The whole point of using const argument is to make the marked line fail (plist = pnext). It is a reasonable safety measure to keep function argument immutable. I do agree with your point that they are bad in function declarations (since they are superflous), but they can serve their purposes in the implementation block. –  touko Mar 4 '13 at 20:49
    
There is no reason to clutter your API to expose internal implementation details. Simple enough to make your implementation take parameters T parm_foo and assign immediately to a const &T foo=parm_foo and then use foo in the function -- you can enforce constantness of your parameters without unnecessary API clutter for your end users. –  Adisak Mar 5 '13 at 0:39
1  
@Adisak I don't see anything wrong with your answer, per se, but it seems from your comments that you are missing an important point. The function definition / implementation is not part of the API, which is only the function declaration.
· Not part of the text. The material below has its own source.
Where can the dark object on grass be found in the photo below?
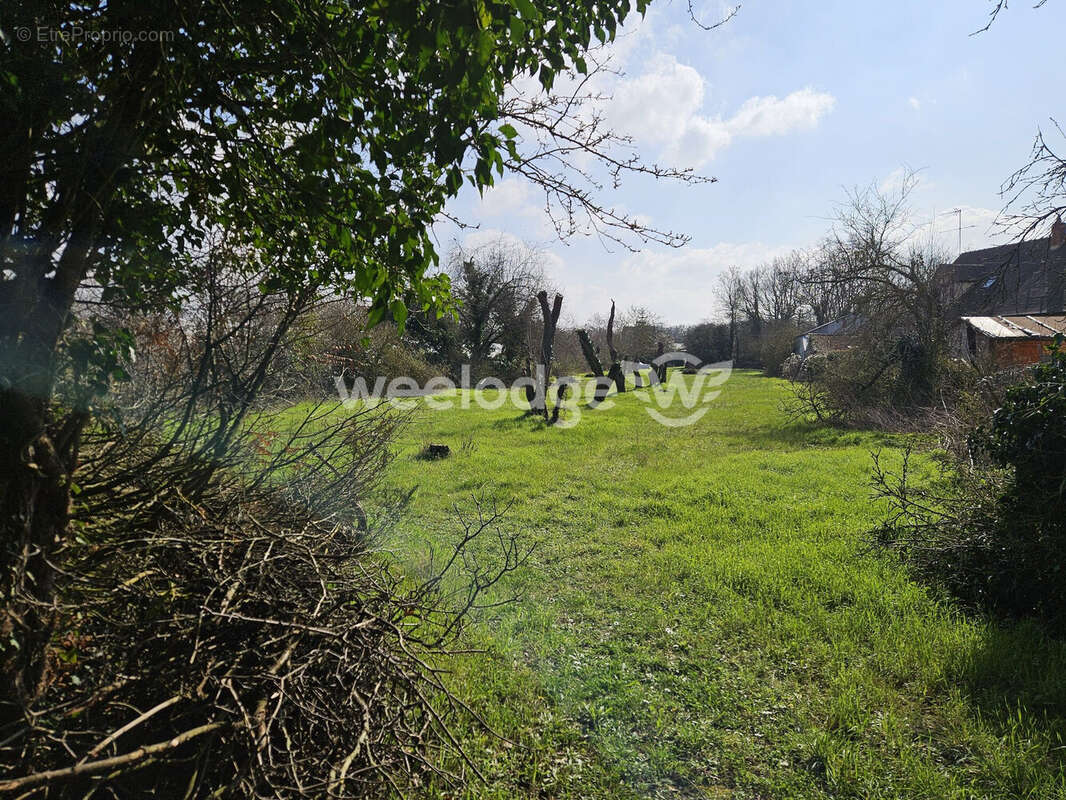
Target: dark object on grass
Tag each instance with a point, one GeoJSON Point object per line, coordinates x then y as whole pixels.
{"type": "Point", "coordinates": [432, 452]}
As you have said, declaring functions with const parameters is pointless and adds clutter. However users of the API may never need to see its implementation. Meanwhile the implementer may decided to const-qualify some of the parameters in the function definition ONLY for clarity, which is perfectly fine. –  jw013 Aug 15 '13 at 19:17
1  
@jw013 is correct, void foo(int) and void foo(const int) are the exact same function, not overloads. ideone.com/npN4W4 ideone.com/tZav9R The const here is only an implementation detail of the function body, and has no effect on overload resolution. Leave const out of the declaration, for a safer and neater API, but put const in to the definition, if you intend not to modify the copied value. –  Oktalist Feb 9 at 0:07

There is a good discussion on this topic in the old "Guru of the Week" articles on comp.lang.c++.moderated here.

The corresponding GOTW article is available on Herb Sutter's web site here.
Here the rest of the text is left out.